Samenwerking in de lokale veiligheidszorg onder druk.

De politie blijkt een belangrijke voortrekkersrol te vervullen in lokale veiligheidsnetwerken, waarbij gemeentelijke diensten en private partijen samenwerken met de politie om wijken, winkel- en uitgaansgebieden, scholen en bedrijfsterreinen leefbaar en veilig te houden. Maar die rol komt onder druk te staan nu de politie zich terugtrekt op haar kerntaken. Tegelijk blijken gemeenten in de praktijk vaak onmachtig om de regierol op zich te nemen. Interne verkokering en gebrek aan afstemming en visie zijn daarvoor belangrijke belemmeringen. Het gevolg is dat de samenwerking in de lokale veiligheidszorg aan dynamiek en effectiviteit maar ook draagvlak verliest. Om de deelname van bijvoorbeeld burgers en ondernemers te waarborgen, is het nodig dat zowel politie als gemeente zich blijven inzetten voor en in lokale samenwerkingsverbanden.

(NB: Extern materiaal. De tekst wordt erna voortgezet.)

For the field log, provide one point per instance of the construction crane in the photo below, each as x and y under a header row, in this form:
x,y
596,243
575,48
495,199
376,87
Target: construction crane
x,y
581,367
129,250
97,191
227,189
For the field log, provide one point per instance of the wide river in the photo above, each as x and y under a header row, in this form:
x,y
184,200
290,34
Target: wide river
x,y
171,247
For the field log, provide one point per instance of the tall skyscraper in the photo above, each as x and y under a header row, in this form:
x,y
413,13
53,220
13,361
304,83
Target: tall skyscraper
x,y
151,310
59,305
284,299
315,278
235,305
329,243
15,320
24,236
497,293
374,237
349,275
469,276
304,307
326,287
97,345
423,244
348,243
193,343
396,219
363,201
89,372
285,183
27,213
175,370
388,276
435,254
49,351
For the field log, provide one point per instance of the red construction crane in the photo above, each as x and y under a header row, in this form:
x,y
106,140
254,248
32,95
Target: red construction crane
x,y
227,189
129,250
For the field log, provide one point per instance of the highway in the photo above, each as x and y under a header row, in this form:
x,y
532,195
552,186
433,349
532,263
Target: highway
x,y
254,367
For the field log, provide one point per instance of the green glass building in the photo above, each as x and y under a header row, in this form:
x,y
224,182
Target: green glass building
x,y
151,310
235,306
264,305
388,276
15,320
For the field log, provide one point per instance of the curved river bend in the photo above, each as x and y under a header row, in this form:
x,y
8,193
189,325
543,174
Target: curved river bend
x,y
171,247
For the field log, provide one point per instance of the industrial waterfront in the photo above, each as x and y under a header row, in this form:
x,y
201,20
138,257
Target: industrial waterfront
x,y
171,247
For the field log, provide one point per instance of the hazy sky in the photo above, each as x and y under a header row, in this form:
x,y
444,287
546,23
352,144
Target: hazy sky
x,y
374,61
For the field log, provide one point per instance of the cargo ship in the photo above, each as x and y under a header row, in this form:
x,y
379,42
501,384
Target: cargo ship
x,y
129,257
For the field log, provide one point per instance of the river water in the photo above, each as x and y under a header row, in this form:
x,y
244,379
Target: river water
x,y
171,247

Dit zijn enkele van de belangrijkste uitkomsten van een onderzoek naar de samenwerking rond veiligheidsproblemen op lokaal niveau dat is uitgevoerd door Jan Terpsta en Roderik Kouwenhoven van het IPIT, Instituut voor Maatschappelijke Veiligheidsvraagstukken van de Universiteit Twente.
De zorg voor de lokale veiligheid is de afgelopen jaren steeds meer een gezamenlijke verantwoordelijkheid van politie en andere publieke en private partijen geworden. Het ontstaan van zogeheten lokale veiligheidsnetwerken geeft daaraan uitdrukking. Van de politie wordt verwacht dat zij deelneemt aan deze netwerken die op uiteenlopende terreinen zijn ontstaan zoals in woonwijken, op bedrijventerreinen, rond scholen of in uitgaansgebieden.

In dit rapport worden acht lokale veiligheidsnetwerken in detail beschreven. Ingegaan wordt op hun achtergronden, ontstaan en functioneren en de rol en inbreng van politie, gemeente, burgers en ondernemers. Veel van de lokale veiligheidsnetwerken ontstaan bottum-up, op initiatief van buurtbewoners, winkeliers of wijkagent. Draagvlak is daarbij van groot belang.
In zijn algemeenheid oordelen deelnemers aan dergelijke samenwerkingsverbanden positief over het functioneren van het netwerk. Door de samenwerking leren partijen elkaar beter kennen en krijgen zo meer zicht op elkaars mogelijkheden. Intensieve, persoonlijke en informele contacten, veelal op basis van vertrouwen, zorgen voor een gemakkelijke informatie-uitwisseling. De contacten bieden ruimte om formele en bureaucratische regels te omzeilen, tegenstelling tussen instanties te vermijden en zodoende de daadkracht en flexibiliteit te vergroten.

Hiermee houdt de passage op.